September 2, 2015: Pakistan announced that nearly all Uighur Islamic terrorists in Pakistan had been killed or driven from the country. For several years China has been pressing Pakistan to do something about Chinese Islamic terrorists (Turkic Uighurs from northwest China) based in Pakistan and Pakistan finally began making some serious moves on that problem in early 2014. There followed the June 2014 offensive in North Waziristan concentrating on the “bad Taliban” and their allies (like the Uighurs). Pakistan is still reluctant to admit it is the cause of so many regional Islamic terrorism problems but the neighbors were not being very understanding. China, who supplies a lot of Pakistan’s weapons and foreign investment, finally told its troublesome neighbor to fix the situation or see China go from being a helpful to a hostile neighbor. The other neighbors have had a similar reaction, but given China’s place as Pakistan’s most important ally, Pakistan could no longer ignore the problem.
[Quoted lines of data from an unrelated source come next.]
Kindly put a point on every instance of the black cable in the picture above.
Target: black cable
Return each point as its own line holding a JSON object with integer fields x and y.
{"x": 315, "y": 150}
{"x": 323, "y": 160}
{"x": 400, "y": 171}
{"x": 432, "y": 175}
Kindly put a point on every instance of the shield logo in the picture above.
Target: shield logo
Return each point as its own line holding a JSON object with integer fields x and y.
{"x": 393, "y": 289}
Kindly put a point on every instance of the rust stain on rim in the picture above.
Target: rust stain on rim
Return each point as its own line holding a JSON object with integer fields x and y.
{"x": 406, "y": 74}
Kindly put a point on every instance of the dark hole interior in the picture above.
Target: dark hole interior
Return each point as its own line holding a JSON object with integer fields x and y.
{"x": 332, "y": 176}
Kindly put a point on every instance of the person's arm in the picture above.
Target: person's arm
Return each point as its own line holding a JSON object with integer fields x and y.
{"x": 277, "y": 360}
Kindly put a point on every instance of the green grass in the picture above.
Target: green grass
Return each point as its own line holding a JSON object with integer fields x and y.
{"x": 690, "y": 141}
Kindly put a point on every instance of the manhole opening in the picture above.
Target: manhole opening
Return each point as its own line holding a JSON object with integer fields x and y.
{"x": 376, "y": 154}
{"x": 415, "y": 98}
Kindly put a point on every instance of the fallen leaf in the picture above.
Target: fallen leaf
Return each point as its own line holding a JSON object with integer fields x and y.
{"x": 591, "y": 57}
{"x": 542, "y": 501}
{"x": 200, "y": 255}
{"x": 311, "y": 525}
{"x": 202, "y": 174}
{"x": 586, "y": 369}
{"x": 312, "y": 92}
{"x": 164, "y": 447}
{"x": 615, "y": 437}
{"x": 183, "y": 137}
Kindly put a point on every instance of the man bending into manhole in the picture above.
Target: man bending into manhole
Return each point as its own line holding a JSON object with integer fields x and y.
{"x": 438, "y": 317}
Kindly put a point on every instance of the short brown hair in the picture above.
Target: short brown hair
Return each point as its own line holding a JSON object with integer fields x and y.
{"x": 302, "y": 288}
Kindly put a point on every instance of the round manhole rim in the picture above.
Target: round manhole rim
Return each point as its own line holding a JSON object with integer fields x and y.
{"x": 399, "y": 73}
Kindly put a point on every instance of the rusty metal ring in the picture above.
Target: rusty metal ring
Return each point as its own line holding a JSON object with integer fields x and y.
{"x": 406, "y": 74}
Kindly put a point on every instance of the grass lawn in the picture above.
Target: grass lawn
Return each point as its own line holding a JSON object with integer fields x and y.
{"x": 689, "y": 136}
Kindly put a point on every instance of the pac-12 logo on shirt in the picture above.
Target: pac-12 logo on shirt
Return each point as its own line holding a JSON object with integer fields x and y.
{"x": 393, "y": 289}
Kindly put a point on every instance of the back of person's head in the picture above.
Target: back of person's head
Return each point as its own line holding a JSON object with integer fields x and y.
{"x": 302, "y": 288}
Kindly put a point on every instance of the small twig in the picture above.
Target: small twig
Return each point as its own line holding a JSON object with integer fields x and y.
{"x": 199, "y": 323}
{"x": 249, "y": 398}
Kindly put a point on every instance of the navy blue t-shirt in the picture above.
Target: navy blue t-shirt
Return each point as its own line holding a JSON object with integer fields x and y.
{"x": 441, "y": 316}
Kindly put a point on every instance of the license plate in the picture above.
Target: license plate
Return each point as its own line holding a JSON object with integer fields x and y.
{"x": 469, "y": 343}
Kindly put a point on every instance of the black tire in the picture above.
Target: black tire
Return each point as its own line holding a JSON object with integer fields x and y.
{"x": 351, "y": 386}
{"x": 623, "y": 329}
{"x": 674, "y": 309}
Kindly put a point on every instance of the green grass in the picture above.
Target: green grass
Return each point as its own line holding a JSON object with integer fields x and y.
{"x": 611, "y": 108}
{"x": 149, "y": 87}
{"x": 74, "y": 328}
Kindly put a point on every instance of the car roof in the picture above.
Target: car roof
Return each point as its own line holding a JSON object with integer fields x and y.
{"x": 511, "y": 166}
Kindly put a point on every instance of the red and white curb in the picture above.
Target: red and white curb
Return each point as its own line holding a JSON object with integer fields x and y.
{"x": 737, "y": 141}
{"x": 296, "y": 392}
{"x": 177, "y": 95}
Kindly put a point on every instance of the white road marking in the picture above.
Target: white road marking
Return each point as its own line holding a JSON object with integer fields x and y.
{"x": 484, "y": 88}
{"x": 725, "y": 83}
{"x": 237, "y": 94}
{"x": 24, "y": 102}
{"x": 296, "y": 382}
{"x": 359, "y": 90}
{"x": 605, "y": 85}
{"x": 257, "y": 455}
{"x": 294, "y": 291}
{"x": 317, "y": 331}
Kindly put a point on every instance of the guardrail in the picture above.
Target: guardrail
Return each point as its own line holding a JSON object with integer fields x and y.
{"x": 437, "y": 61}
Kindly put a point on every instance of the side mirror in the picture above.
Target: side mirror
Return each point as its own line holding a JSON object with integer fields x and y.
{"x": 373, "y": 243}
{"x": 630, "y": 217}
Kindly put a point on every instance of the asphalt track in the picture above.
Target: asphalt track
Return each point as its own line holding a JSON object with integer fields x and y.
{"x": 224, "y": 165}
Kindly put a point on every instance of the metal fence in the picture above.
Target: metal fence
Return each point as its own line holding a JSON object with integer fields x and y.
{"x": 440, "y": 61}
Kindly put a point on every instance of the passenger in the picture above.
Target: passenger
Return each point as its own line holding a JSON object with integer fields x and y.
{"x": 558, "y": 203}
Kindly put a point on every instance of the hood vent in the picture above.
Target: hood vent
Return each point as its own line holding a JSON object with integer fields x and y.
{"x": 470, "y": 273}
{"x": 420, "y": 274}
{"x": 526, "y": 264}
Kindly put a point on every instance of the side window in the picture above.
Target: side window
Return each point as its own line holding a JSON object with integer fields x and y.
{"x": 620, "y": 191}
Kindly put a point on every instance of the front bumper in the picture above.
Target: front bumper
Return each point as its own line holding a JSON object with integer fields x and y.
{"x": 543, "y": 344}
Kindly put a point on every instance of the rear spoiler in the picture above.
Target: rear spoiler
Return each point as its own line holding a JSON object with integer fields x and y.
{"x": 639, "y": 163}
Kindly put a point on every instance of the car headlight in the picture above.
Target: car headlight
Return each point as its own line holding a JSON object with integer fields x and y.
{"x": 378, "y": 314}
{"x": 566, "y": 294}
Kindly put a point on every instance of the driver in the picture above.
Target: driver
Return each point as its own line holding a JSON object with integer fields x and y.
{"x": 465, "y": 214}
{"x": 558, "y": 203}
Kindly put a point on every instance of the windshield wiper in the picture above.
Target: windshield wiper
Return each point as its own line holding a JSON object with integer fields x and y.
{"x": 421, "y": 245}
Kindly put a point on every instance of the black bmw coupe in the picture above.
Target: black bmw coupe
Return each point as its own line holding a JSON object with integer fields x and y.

September 1, 2015: In Libya the government banned Yemenis, Iranians and Pakistanis from entering the country. Too many people from those countries have been encountered fighting for Islamic terror groups in Libya. The government had earlier banned Sudanese, Bangladeshis, Palestinians and Syrians for the same reasons. This ban does not keep these people out but makes it more difficult for them to get into Libya and move around there freely.
August 31, 2015: For Indian civilians living close to the Pakistani border in Kashmir it has been a bad month. In August about sixty civilians were killed or wounded by gunfire and shells fired into India by Pakistani troops.
August 30, 2015: In eastern India (Chhattisgarh) the state government is building 75 fortified police stations in remote areas where the Maoist rebels are still active. National para-military police will help man these stations, which will be completed by the end of the year. The local government has also worked with telephone companies to add hundreds of additional cell towers in remote areas, making it easier for the locals there to call in tips about Maoist activity as well as getting better phone service.